Crítica | Amor à Tarde
cenas de uma quase infidelidade
Em obra prima, Rohmer faz um de seus filmes mais visionários
Não tinha como Rohmer saber que Bergman e Kubrick fariam filmes que parecem mais um prelúdio combinado de Amor à Tarde (1972) do que uma continuação lógica no cânone Hitchcock / Antonioni. Mesmo tendo sido lançado antes de Cenas de um Casamento (1974) e De Olhos Bem Fechados (1999), o filme parece uma resposta às fugas protagonizadas pelos protagonistas desses dois, uma antítese que completa da melhor forma possível sua série de contos morais.
E não que Rohmer seja um fã da instituição casamento (apesar de que é bem mais romântico fiel do que sua reputação sugere), mas filmes como esse e Minha Noite com Ela mais flertam do que concretizam, mais teorizam do que praticam a tal infidelidade que, na cabeça complicada de seus protagonistas homens, de nada afetaria de verdade seus relacionamentos que não a dimensão moral presente entre dois seres e um contrato de monogamia.
Aqui, especificamente, ele começa com Hitchock: o cara passa as tardes num café observando mulheres e imaginando como são, idealizando encontros e abastecendo seu ego com a própria imaginação - o brilhante Na Cidade de Sylvia, de 2007, é o filme todo assim.

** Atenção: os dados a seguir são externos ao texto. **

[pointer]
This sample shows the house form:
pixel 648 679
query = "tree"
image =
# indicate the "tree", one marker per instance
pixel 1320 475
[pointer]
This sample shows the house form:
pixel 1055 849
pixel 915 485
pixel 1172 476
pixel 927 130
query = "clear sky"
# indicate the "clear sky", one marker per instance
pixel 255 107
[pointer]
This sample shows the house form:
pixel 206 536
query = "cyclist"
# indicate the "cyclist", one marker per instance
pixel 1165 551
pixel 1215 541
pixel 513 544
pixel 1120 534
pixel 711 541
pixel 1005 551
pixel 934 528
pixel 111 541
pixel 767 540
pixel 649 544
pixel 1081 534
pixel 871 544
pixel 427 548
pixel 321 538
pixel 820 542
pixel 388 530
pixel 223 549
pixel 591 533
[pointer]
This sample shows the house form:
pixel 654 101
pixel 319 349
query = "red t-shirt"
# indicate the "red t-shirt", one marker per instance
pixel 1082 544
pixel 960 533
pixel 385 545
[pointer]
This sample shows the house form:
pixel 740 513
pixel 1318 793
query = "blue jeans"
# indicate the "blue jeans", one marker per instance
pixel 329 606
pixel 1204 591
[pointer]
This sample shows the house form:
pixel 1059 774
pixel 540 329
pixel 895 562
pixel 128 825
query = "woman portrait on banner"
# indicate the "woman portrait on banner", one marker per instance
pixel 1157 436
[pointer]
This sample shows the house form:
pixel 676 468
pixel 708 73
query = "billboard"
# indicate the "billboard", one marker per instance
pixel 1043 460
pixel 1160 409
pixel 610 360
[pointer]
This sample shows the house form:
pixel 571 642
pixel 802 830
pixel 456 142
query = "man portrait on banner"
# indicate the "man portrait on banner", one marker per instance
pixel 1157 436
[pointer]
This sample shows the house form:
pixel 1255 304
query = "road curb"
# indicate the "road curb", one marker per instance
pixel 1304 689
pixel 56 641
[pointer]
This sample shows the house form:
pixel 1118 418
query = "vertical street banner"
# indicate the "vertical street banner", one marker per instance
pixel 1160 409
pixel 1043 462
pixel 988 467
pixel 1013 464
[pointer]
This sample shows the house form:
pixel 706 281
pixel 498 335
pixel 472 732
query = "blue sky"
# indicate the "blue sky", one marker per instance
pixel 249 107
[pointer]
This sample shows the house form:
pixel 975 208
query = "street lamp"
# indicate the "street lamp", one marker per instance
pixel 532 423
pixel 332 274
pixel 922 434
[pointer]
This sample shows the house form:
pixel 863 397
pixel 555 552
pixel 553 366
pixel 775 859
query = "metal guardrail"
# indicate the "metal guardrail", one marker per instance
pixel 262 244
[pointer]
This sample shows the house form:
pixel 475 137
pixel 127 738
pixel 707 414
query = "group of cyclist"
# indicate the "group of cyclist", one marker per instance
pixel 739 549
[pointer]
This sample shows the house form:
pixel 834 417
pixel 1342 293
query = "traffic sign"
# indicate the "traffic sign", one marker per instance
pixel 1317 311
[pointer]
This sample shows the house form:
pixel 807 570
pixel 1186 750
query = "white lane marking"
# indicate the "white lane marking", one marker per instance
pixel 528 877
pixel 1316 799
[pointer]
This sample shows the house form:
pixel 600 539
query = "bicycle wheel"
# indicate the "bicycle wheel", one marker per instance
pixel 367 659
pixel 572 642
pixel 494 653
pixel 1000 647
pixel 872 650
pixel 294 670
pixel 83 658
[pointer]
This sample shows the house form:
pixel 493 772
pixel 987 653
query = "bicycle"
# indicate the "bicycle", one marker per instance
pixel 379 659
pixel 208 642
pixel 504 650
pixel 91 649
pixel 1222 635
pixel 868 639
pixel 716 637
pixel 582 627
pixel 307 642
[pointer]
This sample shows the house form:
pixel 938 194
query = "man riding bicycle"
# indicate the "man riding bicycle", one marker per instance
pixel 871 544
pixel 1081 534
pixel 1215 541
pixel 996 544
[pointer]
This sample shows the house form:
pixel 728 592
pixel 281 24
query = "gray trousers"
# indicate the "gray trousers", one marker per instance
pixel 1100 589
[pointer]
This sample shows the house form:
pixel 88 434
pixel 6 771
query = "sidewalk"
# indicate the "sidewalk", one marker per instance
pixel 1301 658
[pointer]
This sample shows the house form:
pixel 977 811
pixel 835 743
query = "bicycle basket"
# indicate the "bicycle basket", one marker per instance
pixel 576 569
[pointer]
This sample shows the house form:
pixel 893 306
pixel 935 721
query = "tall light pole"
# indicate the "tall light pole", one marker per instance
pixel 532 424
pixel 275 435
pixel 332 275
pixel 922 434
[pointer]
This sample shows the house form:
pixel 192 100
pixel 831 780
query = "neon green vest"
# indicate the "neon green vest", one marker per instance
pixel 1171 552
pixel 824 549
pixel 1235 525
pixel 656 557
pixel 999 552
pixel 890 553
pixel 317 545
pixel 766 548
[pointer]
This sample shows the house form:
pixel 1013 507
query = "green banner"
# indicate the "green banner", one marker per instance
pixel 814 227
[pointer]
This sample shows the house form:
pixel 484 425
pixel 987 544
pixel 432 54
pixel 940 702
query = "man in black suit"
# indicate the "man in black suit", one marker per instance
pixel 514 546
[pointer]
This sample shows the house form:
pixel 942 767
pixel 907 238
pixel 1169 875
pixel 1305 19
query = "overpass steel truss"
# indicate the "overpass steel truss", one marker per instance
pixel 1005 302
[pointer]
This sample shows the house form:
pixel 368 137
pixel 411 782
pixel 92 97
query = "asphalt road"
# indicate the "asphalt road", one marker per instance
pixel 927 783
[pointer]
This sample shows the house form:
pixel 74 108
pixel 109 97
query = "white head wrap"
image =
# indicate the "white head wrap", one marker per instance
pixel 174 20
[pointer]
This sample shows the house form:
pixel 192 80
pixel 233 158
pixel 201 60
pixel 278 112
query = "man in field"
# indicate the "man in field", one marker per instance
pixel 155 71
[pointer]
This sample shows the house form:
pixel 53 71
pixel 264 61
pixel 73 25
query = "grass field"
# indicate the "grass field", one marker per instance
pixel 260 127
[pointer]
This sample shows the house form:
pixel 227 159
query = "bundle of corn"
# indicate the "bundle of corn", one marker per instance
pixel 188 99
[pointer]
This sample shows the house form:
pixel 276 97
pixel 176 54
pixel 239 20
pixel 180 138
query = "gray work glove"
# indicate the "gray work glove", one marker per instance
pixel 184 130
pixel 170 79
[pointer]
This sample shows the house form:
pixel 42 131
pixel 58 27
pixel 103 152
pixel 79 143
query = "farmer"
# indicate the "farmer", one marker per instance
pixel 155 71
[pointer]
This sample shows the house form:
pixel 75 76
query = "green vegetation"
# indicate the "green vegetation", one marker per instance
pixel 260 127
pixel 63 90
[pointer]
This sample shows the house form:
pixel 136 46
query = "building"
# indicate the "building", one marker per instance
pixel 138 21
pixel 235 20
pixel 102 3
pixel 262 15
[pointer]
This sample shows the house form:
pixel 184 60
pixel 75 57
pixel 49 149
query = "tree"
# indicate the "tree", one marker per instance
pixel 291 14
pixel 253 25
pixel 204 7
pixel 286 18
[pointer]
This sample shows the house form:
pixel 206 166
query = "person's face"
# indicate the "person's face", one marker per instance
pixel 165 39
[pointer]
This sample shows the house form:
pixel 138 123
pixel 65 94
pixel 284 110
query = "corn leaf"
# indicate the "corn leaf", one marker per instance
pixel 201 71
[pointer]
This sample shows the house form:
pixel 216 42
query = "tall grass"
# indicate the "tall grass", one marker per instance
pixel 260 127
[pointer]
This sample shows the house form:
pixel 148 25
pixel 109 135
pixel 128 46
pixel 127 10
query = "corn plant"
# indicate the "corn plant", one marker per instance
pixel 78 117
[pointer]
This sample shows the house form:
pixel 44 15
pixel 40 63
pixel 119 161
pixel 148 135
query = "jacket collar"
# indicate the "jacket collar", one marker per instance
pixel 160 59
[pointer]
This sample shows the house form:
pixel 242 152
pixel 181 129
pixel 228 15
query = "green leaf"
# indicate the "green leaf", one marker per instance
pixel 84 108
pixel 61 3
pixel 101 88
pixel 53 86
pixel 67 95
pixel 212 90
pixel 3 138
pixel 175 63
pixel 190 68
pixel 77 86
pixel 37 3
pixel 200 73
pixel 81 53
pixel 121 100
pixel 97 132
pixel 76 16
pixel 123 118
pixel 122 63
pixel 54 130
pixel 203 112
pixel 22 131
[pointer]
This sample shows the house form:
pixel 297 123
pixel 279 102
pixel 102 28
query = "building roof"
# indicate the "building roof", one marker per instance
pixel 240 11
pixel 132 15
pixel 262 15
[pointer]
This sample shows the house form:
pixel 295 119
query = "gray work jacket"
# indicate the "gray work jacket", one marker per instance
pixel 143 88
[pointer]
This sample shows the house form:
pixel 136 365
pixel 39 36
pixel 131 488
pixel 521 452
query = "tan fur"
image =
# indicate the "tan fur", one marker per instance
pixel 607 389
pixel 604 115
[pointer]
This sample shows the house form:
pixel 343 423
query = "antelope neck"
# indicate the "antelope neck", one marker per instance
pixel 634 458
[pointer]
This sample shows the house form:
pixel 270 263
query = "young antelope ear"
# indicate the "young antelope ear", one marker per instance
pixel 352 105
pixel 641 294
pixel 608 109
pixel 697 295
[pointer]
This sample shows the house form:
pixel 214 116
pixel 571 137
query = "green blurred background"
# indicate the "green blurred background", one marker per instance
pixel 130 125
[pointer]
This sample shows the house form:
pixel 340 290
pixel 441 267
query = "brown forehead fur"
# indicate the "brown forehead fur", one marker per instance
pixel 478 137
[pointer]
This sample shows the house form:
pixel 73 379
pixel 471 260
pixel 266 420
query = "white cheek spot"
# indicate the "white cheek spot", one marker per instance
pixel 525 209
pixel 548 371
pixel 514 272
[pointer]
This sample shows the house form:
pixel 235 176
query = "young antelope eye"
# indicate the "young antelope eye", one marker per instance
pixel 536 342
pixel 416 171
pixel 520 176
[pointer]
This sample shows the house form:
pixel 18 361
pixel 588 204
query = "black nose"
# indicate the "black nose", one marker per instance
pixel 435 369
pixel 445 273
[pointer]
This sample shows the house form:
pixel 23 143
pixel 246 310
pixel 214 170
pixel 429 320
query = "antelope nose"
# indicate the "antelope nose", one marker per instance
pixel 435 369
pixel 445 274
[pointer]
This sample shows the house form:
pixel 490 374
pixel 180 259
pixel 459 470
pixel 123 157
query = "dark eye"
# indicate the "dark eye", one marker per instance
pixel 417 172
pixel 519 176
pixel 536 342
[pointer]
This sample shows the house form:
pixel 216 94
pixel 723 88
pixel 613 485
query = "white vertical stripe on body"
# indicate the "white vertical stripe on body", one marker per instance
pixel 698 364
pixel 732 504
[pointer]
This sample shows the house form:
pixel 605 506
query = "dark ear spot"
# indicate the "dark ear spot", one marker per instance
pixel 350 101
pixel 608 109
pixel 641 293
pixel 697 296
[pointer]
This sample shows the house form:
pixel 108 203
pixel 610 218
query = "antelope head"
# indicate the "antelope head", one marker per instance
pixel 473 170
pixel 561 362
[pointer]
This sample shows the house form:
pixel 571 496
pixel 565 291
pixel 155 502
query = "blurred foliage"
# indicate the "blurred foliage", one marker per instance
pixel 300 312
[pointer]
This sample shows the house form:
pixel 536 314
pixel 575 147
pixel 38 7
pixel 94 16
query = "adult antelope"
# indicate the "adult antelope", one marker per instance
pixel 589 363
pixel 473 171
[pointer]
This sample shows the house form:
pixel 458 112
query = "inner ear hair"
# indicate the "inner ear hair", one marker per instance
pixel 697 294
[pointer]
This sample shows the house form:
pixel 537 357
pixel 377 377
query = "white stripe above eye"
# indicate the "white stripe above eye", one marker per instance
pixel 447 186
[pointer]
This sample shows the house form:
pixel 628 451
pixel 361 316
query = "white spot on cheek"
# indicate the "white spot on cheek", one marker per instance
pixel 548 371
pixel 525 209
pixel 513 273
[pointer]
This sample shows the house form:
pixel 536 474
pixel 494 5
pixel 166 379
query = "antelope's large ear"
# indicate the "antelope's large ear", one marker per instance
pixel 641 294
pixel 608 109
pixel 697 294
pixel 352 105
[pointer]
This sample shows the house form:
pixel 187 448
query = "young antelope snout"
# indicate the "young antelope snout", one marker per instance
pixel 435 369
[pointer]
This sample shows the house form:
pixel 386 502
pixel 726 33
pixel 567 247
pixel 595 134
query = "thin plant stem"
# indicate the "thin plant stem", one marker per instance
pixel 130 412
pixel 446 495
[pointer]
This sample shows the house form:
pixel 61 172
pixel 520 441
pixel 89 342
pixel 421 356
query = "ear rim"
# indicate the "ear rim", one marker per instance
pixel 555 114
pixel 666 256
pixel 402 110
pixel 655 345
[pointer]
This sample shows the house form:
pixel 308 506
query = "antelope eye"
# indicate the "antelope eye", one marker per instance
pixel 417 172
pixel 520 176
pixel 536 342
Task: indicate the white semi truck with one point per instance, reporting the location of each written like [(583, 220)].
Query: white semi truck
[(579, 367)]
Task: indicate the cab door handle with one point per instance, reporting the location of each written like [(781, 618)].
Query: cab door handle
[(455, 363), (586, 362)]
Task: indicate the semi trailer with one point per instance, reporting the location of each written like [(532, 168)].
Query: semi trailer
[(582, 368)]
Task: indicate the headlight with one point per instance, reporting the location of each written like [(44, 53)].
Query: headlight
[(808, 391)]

Ali, Rohmer cria uma dialética excepcional entre a narração do Frédéric, entre o cansado e o fascinado, e suas visões pela janela: a câmera fazendo pans de um lado pro outro enquanto ele ressignifica as imagens das mulheres que passam. Cinema no seu estado mais puro.
Difícil até de apontar qual o filme mais Hitchockiano do Rohmer entre esse e A Mulher do Aviador, mas se aquele trabalha mais em uma sugestão final que ressignifica tudo, esse parte de um ponto mais direto, mesmo que fuja bastante dele depois.
A partir da segunda metade, ele acaba enveredando pra Antonioni (especialmente A Noite), mesmo que tenha uma preocupação muito maior nas pessoas que na atmosfera - é o Rohmer, afinal de contas. Dos nove filmes que vi dele (até agora), esse é o menos lateral: o escritório é visto como um corredor imaginário, estreito; o apartamento, o provador, as lojas de roupas, todos os cenários são apertados, como que empurrando os personagens pro fundo da imagem e pra cima uns dos outros. Diferente de outros dele, a natureza meio que nem importa tanto, somos sempre sufocados para junto das vontades e desejos dos personagens enquanto a urbanização ao redor oprime e espreme.
Assim, os pequenos gestos que o Rohmer tanto gosta ganham peso ainda maior. Os beijos no canto de boca, os olhares de cansaço, os toques inevitáveis que duram mais tempo do que deviam. Se em algo como O Raio Verde a desolação vem da solidão, aqui vem justamente do excesso de contato, de uma prisão moral que impede o homem de ser Homem, e transforma a mulher em Mulher, um ser superior em todos os sentidos e que se torna idealizado justamente quando inatingível.
Por isso os minutos finais são dos melhores da filmografia dele, uma recusa aos próprios impulsos que acaba em um momento de tanto amor que chega a doer - nos personagens e em nós. Alguns teorizam sobre aquele pan pra janela, a câmera voltando a procurar algo, mas embora possam existir infinitas interpretações (e umas duas mais concretas), pra mim é só um momento que justifica que poucos diretores fazem mais Cinema que Éric Rohmer.
Para quem dizia que todo filme é um documento de sua época, os melhores do cara eram bem atemporais. Podiam até captar a sensação de contemporaneidade com as especificidades francesas da época, mas eram em suma sobre as relações humanas que, como esses filmes mostram, não mudaram tanto.